Nur adamı ikiletmeden bandanayı alıp acıdan bağırmamak için dudağını ısırarak koluna doladı. Mert taşın kenarından silahın namlusunu uzatmış önlerini tarıyordu. Tekrar geri çekilip taşa dayandığında yüzü acıyla buruşmuş kıza baktı.

Nur Mert'in ona nasıl öfkeyle baktığının farkındaydı. Yine de adam derin bir iç çekip kızın koluna doladığı bandanayı bağladığında Nur da gözlerini ona dikti. Tek koluyla silahı taşımakta bile zorlanıyordu ve ona yardım edemiyordu.

Mert tekrar Çağan'ın mevzisine doğru bakıp yere çöktü. Kıza da çökmesini işaret etti. Telsizi eline aldı.

"Çağan! Çağan! Noluyor oğlum orada ses ver! Çağan!?"

Telsizden bir süre karşılık gelmeyince Mert öfkeyle telsizi sıktı. Telsizi bırakacağı sırada Neşe'nin nefes nefese sesi duyuldu.

"Teğmenim...yaralımız var!.. Devran...Devran vuruldu! Durumu çok ağır..."

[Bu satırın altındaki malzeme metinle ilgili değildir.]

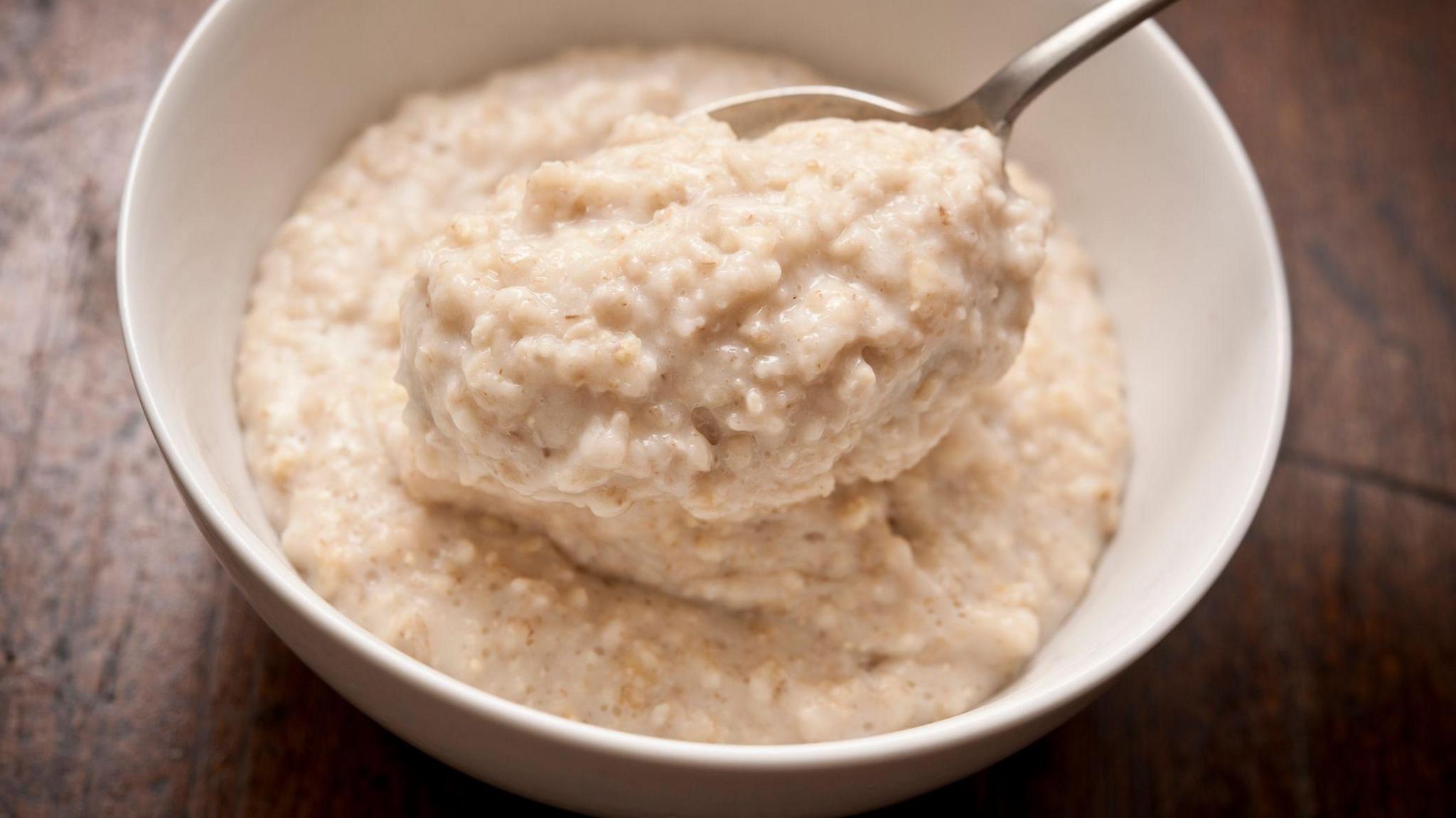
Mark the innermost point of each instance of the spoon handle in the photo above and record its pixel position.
(1010, 91)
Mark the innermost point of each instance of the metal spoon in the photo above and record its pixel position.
(993, 107)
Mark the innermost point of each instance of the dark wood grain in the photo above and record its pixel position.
(1317, 677)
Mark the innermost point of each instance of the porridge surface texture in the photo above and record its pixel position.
(868, 609)
(733, 326)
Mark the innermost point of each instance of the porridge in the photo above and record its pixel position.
(798, 469)
(733, 326)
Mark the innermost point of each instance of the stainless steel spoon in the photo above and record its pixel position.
(993, 107)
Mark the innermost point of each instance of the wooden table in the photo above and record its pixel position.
(1317, 677)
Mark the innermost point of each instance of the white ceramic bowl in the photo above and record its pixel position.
(1147, 172)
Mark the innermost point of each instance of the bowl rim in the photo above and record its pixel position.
(982, 721)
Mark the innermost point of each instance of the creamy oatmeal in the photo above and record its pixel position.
(727, 325)
(889, 542)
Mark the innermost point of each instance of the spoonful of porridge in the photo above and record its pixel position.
(993, 107)
(733, 313)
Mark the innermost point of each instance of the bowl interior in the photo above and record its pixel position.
(1145, 169)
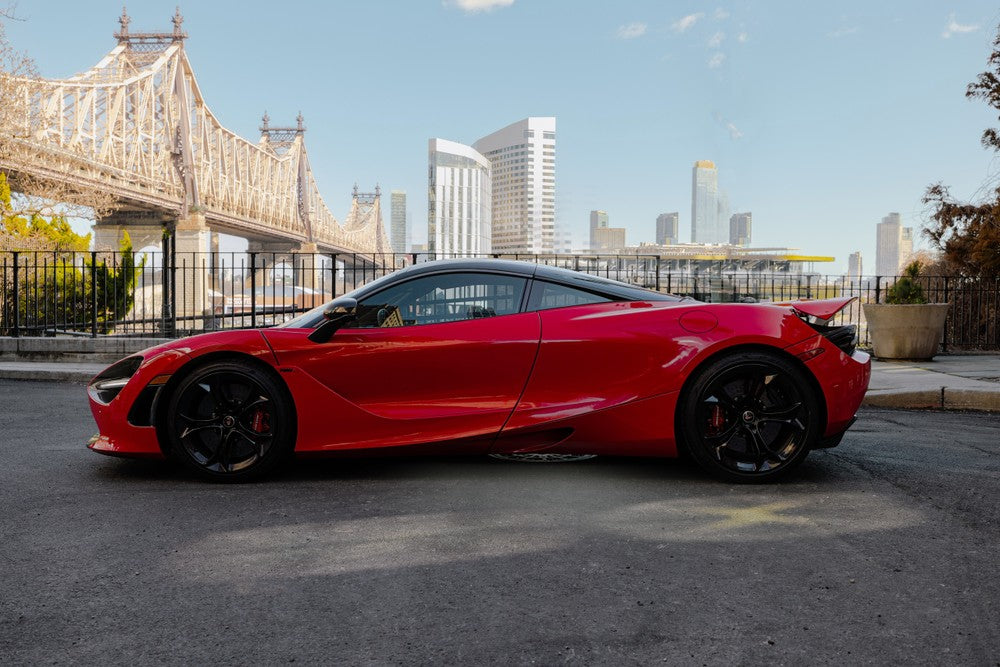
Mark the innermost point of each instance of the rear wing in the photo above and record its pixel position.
(821, 309)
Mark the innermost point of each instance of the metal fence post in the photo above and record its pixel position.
(253, 290)
(948, 319)
(93, 294)
(17, 298)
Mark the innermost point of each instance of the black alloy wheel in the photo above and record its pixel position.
(229, 421)
(750, 417)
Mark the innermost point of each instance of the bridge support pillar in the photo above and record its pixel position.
(192, 265)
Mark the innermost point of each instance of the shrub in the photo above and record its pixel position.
(907, 290)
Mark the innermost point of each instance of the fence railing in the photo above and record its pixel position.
(174, 294)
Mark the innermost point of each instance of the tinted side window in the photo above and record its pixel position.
(551, 295)
(442, 298)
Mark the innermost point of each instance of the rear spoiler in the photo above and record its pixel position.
(821, 309)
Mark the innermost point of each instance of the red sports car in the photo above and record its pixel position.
(491, 356)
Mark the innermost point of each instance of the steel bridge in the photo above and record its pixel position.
(136, 126)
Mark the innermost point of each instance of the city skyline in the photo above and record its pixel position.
(810, 144)
(523, 158)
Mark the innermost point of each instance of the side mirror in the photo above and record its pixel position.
(340, 312)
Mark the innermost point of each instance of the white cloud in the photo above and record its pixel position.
(734, 132)
(478, 5)
(953, 27)
(631, 31)
(843, 32)
(688, 21)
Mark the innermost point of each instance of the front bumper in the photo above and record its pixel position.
(118, 434)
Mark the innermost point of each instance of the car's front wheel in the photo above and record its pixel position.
(229, 421)
(749, 417)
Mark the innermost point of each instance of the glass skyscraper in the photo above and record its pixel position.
(666, 228)
(709, 214)
(397, 220)
(459, 218)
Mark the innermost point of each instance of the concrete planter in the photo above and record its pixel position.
(906, 331)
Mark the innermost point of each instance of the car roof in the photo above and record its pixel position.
(524, 269)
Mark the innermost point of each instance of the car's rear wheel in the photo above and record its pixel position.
(749, 417)
(229, 421)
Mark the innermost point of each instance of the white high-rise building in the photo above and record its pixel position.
(855, 268)
(459, 200)
(523, 157)
(893, 245)
(709, 211)
(397, 220)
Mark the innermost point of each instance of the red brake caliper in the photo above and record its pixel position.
(261, 422)
(716, 420)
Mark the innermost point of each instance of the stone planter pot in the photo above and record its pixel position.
(905, 331)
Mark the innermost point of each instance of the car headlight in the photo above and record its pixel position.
(113, 379)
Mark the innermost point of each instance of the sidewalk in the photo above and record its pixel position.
(951, 382)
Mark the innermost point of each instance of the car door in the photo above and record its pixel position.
(439, 357)
(596, 353)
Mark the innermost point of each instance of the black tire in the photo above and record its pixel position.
(230, 422)
(749, 417)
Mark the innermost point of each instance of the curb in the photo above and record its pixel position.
(73, 375)
(944, 398)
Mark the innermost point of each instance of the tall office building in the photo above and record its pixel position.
(459, 200)
(707, 208)
(609, 239)
(893, 245)
(523, 157)
(563, 243)
(666, 228)
(598, 220)
(854, 267)
(740, 226)
(905, 247)
(397, 220)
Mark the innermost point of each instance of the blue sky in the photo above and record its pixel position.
(822, 117)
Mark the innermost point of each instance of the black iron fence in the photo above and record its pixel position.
(174, 294)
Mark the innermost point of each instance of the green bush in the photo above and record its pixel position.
(907, 290)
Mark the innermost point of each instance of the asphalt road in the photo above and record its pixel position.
(883, 550)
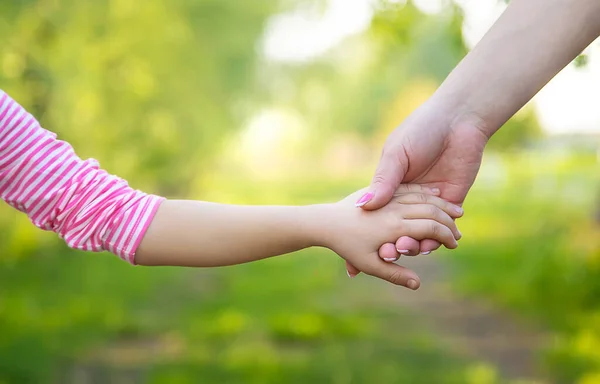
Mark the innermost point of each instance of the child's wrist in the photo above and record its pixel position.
(317, 223)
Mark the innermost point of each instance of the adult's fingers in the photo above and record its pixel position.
(416, 188)
(408, 246)
(388, 176)
(452, 210)
(421, 229)
(388, 253)
(426, 211)
(428, 246)
(393, 273)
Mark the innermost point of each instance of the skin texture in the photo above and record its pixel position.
(441, 144)
(201, 234)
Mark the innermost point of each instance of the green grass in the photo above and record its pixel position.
(295, 319)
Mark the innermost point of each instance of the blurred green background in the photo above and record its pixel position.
(179, 98)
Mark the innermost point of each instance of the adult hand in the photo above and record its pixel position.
(431, 150)
(442, 143)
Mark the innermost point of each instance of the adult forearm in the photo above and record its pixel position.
(527, 46)
(200, 234)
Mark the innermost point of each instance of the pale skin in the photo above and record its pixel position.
(441, 144)
(202, 234)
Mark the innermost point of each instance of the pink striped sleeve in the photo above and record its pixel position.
(44, 178)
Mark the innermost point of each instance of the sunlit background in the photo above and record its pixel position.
(289, 102)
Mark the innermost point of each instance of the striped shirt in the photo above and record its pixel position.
(44, 178)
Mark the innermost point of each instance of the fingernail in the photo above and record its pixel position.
(412, 284)
(364, 199)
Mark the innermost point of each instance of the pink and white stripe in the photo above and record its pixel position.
(44, 178)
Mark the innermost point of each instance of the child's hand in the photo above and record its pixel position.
(356, 235)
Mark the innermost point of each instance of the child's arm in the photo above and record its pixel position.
(191, 233)
(194, 233)
(95, 211)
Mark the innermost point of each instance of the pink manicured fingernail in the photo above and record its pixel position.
(412, 284)
(364, 199)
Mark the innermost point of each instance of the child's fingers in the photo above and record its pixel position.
(393, 273)
(421, 229)
(416, 188)
(426, 211)
(419, 198)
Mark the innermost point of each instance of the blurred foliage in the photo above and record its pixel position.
(532, 246)
(148, 88)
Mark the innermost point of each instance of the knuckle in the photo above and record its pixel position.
(434, 228)
(396, 276)
(432, 211)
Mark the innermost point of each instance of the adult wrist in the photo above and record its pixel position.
(458, 110)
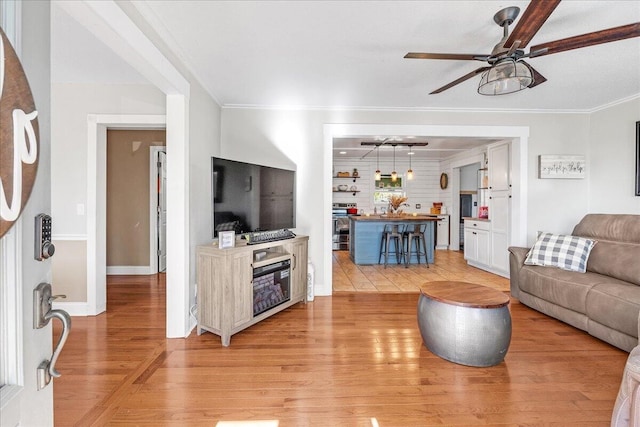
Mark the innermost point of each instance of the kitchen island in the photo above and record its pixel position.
(366, 232)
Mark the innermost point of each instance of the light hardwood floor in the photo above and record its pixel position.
(449, 265)
(354, 359)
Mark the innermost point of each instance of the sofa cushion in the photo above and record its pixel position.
(615, 304)
(558, 250)
(564, 288)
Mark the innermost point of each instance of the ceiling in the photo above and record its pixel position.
(349, 54)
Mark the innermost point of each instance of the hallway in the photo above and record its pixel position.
(449, 265)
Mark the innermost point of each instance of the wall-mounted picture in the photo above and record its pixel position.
(637, 158)
(562, 167)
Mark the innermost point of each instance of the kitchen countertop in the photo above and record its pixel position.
(401, 218)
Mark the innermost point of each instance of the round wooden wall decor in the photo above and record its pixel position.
(444, 180)
(18, 137)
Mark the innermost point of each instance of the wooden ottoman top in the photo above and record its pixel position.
(464, 294)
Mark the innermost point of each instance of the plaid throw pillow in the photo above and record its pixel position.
(557, 250)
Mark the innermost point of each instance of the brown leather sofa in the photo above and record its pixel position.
(604, 301)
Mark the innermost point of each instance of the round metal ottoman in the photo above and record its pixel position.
(465, 323)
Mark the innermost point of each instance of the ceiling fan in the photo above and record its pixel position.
(507, 72)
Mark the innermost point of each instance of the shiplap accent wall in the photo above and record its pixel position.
(424, 189)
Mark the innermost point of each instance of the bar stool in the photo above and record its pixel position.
(391, 233)
(414, 233)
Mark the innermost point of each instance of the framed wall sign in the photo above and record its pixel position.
(637, 158)
(226, 239)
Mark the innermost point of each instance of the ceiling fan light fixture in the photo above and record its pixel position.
(410, 171)
(506, 76)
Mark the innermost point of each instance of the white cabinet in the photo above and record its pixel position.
(499, 206)
(442, 232)
(476, 242)
(225, 283)
(499, 170)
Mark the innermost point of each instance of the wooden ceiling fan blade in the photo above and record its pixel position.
(454, 56)
(460, 80)
(589, 39)
(532, 19)
(537, 77)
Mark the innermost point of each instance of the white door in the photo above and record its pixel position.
(162, 211)
(23, 348)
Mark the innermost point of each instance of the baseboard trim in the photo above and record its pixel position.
(133, 270)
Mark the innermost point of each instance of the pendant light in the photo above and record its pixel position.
(394, 174)
(378, 174)
(410, 171)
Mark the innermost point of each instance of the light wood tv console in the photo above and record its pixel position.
(225, 283)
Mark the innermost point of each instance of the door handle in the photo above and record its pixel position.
(43, 313)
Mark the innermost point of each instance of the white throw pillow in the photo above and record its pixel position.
(562, 251)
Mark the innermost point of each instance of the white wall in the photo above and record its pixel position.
(612, 154)
(278, 136)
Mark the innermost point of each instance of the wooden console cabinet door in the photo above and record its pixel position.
(298, 251)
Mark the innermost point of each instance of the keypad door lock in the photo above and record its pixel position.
(44, 249)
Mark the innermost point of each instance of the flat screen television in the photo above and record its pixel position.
(250, 197)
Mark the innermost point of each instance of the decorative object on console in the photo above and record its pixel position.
(506, 71)
(567, 167)
(565, 252)
(395, 202)
(444, 181)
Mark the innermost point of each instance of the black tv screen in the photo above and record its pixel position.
(250, 197)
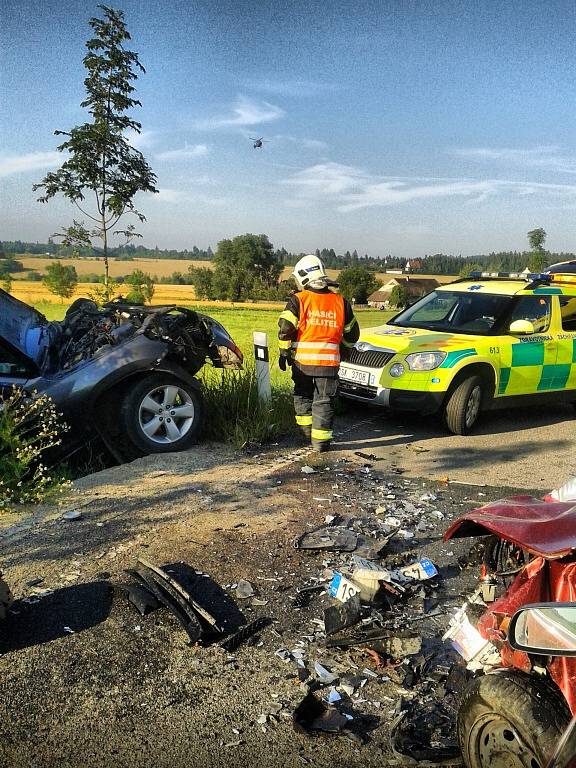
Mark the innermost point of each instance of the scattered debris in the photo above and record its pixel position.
(234, 641)
(313, 715)
(339, 617)
(333, 539)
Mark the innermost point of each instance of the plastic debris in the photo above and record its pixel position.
(324, 675)
(342, 588)
(339, 617)
(244, 589)
(420, 571)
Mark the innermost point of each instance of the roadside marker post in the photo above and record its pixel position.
(262, 359)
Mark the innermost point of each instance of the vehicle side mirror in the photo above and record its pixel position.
(547, 629)
(522, 326)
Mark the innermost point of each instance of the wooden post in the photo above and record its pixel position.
(262, 366)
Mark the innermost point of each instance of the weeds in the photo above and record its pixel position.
(29, 426)
(236, 415)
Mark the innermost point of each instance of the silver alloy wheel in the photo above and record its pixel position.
(473, 405)
(166, 414)
(500, 745)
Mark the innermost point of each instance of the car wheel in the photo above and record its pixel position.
(161, 414)
(463, 405)
(510, 720)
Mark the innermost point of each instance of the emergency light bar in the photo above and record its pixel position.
(537, 277)
(530, 277)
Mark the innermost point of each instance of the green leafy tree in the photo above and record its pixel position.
(103, 172)
(6, 281)
(202, 278)
(357, 283)
(398, 296)
(245, 267)
(473, 267)
(60, 280)
(142, 287)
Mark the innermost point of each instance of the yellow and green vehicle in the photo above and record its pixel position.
(490, 340)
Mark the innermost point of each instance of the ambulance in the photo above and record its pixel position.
(490, 340)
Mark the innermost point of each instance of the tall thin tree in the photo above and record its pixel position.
(102, 164)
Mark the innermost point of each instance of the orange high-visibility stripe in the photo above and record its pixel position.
(320, 329)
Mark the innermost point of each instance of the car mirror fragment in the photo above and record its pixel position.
(522, 326)
(547, 629)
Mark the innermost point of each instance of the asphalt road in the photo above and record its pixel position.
(526, 448)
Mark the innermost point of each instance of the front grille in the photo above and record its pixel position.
(370, 358)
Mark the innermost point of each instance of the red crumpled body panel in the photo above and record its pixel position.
(547, 529)
(539, 581)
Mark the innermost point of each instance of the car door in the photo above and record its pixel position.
(16, 369)
(529, 361)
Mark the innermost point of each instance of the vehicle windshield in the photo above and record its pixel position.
(456, 312)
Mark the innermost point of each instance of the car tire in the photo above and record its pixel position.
(510, 718)
(161, 414)
(463, 405)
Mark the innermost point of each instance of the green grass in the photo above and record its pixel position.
(235, 413)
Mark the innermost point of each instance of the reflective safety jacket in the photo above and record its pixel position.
(313, 326)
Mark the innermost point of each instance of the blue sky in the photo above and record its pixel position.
(400, 127)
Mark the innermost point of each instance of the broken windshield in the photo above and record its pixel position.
(456, 312)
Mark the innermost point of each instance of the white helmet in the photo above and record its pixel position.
(309, 272)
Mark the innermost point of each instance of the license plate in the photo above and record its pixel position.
(351, 374)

O an Mert ve Nur birbirlerine bakmışlardı. Adamın gözlerindeki öfkeyle öyle koyulaşmıştı ki Nur gözlerini adamdan korkuyla kaçırmamak için kendiyle mücadele etti.

Mert birden kızın çenesini tuttu. Suçluluk duygusu öyle bir yakalamıştı ki yakasını ne yaptığını düşünecek durumda değildi. Askerini kaybetmişti... Annelere verdiği sözü yine tutamamıştı. Evladını ona sağ salim değil al bayrağa sarılı tabutta gönderecekti...işte bu...bu onu bitiriyordu!

"Çağan'ın mevzisine gidicez. Peşimden sakın ayrılma ve arkamdan sakın çıkma!"

Nur hızla başıyla onaylayınca eğilerek koşmaya başladılar. Nur adamın dediğinden çıkmıyordu çünkü en ufak hatasında Mert kafasına sıkar gibi duruyordu. Üstelik bu sefer yeleği bile yoktu!

"Hadi Neşe hadi kızım gebert şunları!"

Neşe can havliyle çatışıyordu. Karşısındakilerin tecrübeli olduğu belliydi.

Sırtını bir anlığına taşa yaslayıp derin bir nefes aldıktan sonra hızlıca çekildi. Karşısındaki teröristin anlının ortasından vurdu.

O sırada Mert ve Nur da koşarak yanlarına gelmişlerdi.

Çağan Devranın başını kucağına almış elini Devranınkinin üstünde göğüsüne bastırıyordu.

Çatışma esnasında Çağanların mevzisine giren iki teröristi fark edememişlerdi. Arkadan gelen teröristleri fark eden Devran onlara dönüp birini indirmesine rağmen diğerleri de ona ateş açmıştı.